A partire da Una sorella, graphic novel di Bastien Vivès (tra i massimi fumettisti francesi contemporanei), Le Bon traccia un coming of age che avviene nella stagione in cui tutto è possibile, l’estate, in un luogo di vacanza che ben rappresenta l’alterità rispetto alla norma, una baita sul lago in Quebec, e con un apparato simbolico che sta lì a testimoniare la fluidità tra reale e onirico con i fantasmi ad abitare le leggende che infestano la zona.
Nell’estate che divampa, due cuori in inverno si sciolgono: Bastien ha quattordici anni, naviga nella zona d’ombra tra infanzia e adolescenza, ha paura di tutto, aspetta che la vita si palesi; Chloé, che ha due anni in più (un divario enorme a quell’età), è dominante, insolente, coraggiosa, bellissima, ostile ai conformismi, attratta dall’oscuro. Si incontrano, si intendono, si innamorano.
La precisione del racconto si rivela nella capacità di penetrare un sentimento che è proprio di quella stagione della vita, che si riverbera nelle interpretazioni di Joseph Engel e Sara Montpetit: la scoperta del desiderio, l’ascolto del corpo, l’epifania dell’amore.
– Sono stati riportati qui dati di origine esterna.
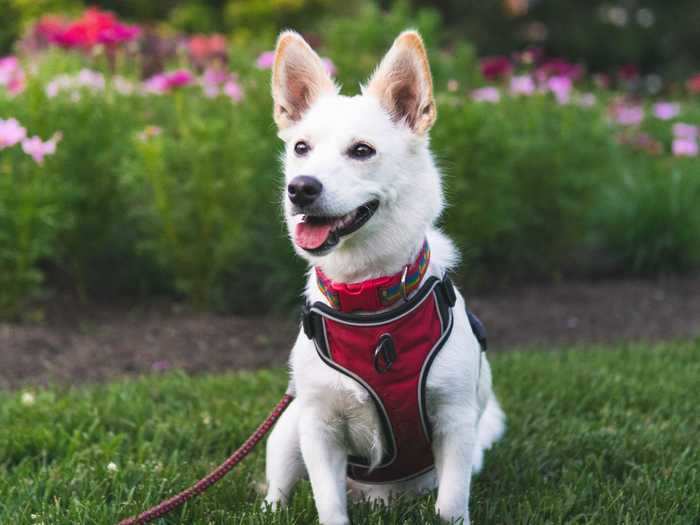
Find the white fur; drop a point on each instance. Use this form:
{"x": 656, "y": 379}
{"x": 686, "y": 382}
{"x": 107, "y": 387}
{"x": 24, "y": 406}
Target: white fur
{"x": 332, "y": 416}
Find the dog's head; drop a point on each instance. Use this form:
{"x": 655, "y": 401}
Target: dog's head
{"x": 361, "y": 188}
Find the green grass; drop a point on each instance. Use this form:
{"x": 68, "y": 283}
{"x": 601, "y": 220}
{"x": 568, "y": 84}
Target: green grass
{"x": 596, "y": 436}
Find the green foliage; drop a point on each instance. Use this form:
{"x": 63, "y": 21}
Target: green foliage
{"x": 521, "y": 178}
{"x": 31, "y": 220}
{"x": 651, "y": 221}
{"x": 601, "y": 436}
{"x": 534, "y": 188}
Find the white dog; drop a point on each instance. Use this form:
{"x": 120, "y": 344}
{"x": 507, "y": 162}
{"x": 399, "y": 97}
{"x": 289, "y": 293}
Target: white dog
{"x": 363, "y": 194}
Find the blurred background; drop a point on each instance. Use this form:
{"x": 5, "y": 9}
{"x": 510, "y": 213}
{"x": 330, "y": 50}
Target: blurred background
{"x": 139, "y": 161}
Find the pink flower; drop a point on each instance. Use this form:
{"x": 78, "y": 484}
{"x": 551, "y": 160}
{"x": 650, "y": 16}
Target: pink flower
{"x": 628, "y": 72}
{"x": 92, "y": 28}
{"x": 685, "y": 131}
{"x": 628, "y": 115}
{"x": 148, "y": 133}
{"x": 684, "y": 147}
{"x": 122, "y": 85}
{"x": 233, "y": 90}
{"x": 11, "y": 132}
{"x": 557, "y": 67}
{"x": 37, "y": 149}
{"x": 561, "y": 87}
{"x": 486, "y": 94}
{"x": 693, "y": 84}
{"x": 587, "y": 100}
{"x": 522, "y": 85}
{"x": 164, "y": 82}
{"x": 265, "y": 60}
{"x": 179, "y": 78}
{"x": 493, "y": 68}
{"x": 207, "y": 48}
{"x": 329, "y": 66}
{"x": 216, "y": 81}
{"x": 666, "y": 110}
{"x": 12, "y": 75}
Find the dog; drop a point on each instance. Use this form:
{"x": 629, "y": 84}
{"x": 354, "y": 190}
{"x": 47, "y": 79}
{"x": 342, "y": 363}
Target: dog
{"x": 361, "y": 199}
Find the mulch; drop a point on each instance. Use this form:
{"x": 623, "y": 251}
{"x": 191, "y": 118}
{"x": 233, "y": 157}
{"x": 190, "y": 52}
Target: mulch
{"x": 78, "y": 343}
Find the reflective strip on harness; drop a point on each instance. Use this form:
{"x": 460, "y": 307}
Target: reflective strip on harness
{"x": 390, "y": 354}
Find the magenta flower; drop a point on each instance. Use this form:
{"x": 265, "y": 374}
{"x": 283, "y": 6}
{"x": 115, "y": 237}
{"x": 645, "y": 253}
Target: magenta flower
{"x": 522, "y": 85}
{"x": 685, "y": 131}
{"x": 38, "y": 149}
{"x": 693, "y": 84}
{"x": 486, "y": 94}
{"x": 628, "y": 115}
{"x": 164, "y": 82}
{"x": 11, "y": 133}
{"x": 233, "y": 90}
{"x": 561, "y": 87}
{"x": 587, "y": 100}
{"x": 265, "y": 60}
{"x": 557, "y": 67}
{"x": 493, "y": 68}
{"x": 329, "y": 66}
{"x": 179, "y": 78}
{"x": 666, "y": 110}
{"x": 12, "y": 75}
{"x": 148, "y": 133}
{"x": 684, "y": 147}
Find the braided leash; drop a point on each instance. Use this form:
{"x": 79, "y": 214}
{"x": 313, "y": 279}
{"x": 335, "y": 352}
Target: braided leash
{"x": 219, "y": 472}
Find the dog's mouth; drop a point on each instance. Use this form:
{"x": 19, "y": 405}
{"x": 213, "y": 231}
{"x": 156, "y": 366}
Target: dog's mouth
{"x": 317, "y": 234}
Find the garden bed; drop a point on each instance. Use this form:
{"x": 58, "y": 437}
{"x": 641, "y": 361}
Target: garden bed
{"x": 89, "y": 343}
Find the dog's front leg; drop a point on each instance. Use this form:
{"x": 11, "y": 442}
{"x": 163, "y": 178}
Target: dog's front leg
{"x": 326, "y": 463}
{"x": 283, "y": 464}
{"x": 453, "y": 447}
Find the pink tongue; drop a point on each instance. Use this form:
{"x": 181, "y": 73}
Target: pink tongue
{"x": 310, "y": 236}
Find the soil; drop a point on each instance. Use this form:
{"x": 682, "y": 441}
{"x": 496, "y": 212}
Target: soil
{"x": 77, "y": 343}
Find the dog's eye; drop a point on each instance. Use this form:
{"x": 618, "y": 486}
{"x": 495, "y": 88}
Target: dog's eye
{"x": 301, "y": 148}
{"x": 361, "y": 151}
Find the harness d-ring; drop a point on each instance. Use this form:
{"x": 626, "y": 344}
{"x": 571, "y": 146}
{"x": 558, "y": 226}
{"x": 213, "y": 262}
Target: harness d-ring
{"x": 403, "y": 284}
{"x": 384, "y": 354}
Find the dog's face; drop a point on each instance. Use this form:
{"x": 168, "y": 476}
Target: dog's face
{"x": 358, "y": 172}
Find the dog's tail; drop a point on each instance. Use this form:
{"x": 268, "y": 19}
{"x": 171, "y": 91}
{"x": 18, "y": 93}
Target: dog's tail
{"x": 492, "y": 425}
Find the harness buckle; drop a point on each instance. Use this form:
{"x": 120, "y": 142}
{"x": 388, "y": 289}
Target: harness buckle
{"x": 384, "y": 354}
{"x": 404, "y": 294}
{"x": 449, "y": 290}
{"x": 306, "y": 321}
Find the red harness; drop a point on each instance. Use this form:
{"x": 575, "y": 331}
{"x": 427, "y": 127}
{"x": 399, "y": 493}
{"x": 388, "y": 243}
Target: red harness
{"x": 389, "y": 354}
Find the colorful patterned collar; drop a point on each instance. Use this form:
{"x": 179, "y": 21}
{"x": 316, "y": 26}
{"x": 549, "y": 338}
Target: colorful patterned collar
{"x": 375, "y": 294}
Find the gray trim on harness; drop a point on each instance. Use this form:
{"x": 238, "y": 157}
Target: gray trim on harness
{"x": 440, "y": 295}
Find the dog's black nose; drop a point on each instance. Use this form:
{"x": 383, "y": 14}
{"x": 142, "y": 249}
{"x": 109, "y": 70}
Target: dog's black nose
{"x": 303, "y": 190}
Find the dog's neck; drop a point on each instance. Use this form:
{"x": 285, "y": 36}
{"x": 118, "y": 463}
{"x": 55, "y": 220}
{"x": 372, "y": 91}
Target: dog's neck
{"x": 354, "y": 263}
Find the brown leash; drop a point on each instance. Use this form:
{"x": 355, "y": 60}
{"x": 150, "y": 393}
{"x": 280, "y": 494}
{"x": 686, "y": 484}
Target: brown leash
{"x": 219, "y": 472}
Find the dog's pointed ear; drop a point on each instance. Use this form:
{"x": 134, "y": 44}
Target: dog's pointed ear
{"x": 298, "y": 79}
{"x": 403, "y": 84}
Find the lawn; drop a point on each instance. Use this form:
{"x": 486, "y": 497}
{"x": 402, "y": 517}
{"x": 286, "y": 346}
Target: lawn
{"x": 596, "y": 435}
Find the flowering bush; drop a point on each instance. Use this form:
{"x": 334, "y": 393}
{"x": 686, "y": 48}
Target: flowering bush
{"x": 165, "y": 183}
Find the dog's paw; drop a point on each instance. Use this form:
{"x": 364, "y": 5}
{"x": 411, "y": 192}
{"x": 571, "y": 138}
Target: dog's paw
{"x": 272, "y": 504}
{"x": 453, "y": 516}
{"x": 336, "y": 518}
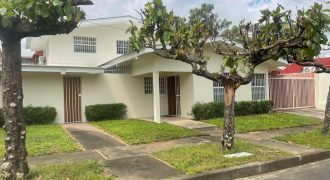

Ma Le Bon sceglie una via più ardimentosa, incrociando Éric Rohmer con Stephen King, intravedendo tra le fronde del mélo adolescenziale le tenebre dell’horror psicologico, con le profondità lacustri a raffigurare il mistero, l’angoscia, l’inabissamento.
Complice la fotografia materica di Kristof Brandl, con la pellicola in 16 mm ad evocare una vocazione nostalgica che è ideologica oltre che narrativa e spinge il racconto fuori dalle contingenze del presente, Le Bon cerca la dialettica con la natura, con la luce a battere il tempo che ci rimane, il lago che seduce e inquieta, la notte che è lo spazio della dispersione, della comunione, dell’irrequietezza.
Affascinante nella forma, avvolgente nel contenuto, Falcon Lake ha qualche difficoltà nel restare in equilibrio tra concreto e astratto e perde quota nel finale, ma nelle sue fragilità rivendica un’aderenza allo sguardo dei protagonisti che è – di nuovo – manifesto d’intenti.